ESG&T

Yesterday I attended a day-long summit hosted by the Executive’s Club in Chicago on CSR & ESG, and something was said on stage that has been rattling around in my brain.

Ingrid Woolfolk from WTW, who leads ESG and employee experience (a fascinating combo), said that she thinks technology should be added as a separate letter at the end of ESG — i.e. ESGT, or ESG&T, depending on your love of ampersands.

My initial reaction to this was skepticism. We argue so much about the terms of the debates around things like this (see D&I, DEI, JEDI, DEBI, etc.) that it often ends up distracting from actually doing the work. Plus, there are some teams already thinking about the impacts of technology on the existing pillars of ESG. A practice leader at KPMG, for example, recently walked me through their workstreams underneath the “S”, and they included “digital equity.” Very forward thinking of KPMG.

But as I sat with this idea, I warmed up to it. There are some distinct issues about the technologies companies choose to build or buy. Does the ethics around the adoption of artificial intelligence, for example, belong neatly within an existing ESG pillar? How about whether a company decides to work with or advertise on a platform that creates social or ethical risk due to the association?

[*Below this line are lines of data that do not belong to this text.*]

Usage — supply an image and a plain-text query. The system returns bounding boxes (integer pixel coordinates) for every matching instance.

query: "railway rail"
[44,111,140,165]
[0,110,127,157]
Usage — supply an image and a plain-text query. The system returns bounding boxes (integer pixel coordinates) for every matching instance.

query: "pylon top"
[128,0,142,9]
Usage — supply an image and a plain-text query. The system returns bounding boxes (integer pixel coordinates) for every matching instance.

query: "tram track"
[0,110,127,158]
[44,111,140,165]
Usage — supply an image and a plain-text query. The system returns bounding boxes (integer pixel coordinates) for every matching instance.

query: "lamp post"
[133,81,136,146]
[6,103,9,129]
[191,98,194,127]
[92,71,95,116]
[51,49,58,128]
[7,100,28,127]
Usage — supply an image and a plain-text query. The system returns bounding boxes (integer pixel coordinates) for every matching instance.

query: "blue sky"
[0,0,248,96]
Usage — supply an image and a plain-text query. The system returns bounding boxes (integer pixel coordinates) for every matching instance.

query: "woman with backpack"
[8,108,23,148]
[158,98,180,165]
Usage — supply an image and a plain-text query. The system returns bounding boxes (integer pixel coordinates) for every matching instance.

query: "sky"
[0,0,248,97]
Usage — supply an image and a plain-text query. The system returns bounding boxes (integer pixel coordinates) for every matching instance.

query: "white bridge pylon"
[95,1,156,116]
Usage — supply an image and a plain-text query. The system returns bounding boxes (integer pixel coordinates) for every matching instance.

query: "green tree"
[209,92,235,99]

There could be some benefit to thinking about the opportunities and risks of technology as a category separately from the rest of ESG. And if not within an ESG initiative, operationalizing the consideration of the ethical risks around technology needs to live somewhere. I’d argue that social media run rampant without any guardrails is a risk to society, and to business, in a way similar to climate change.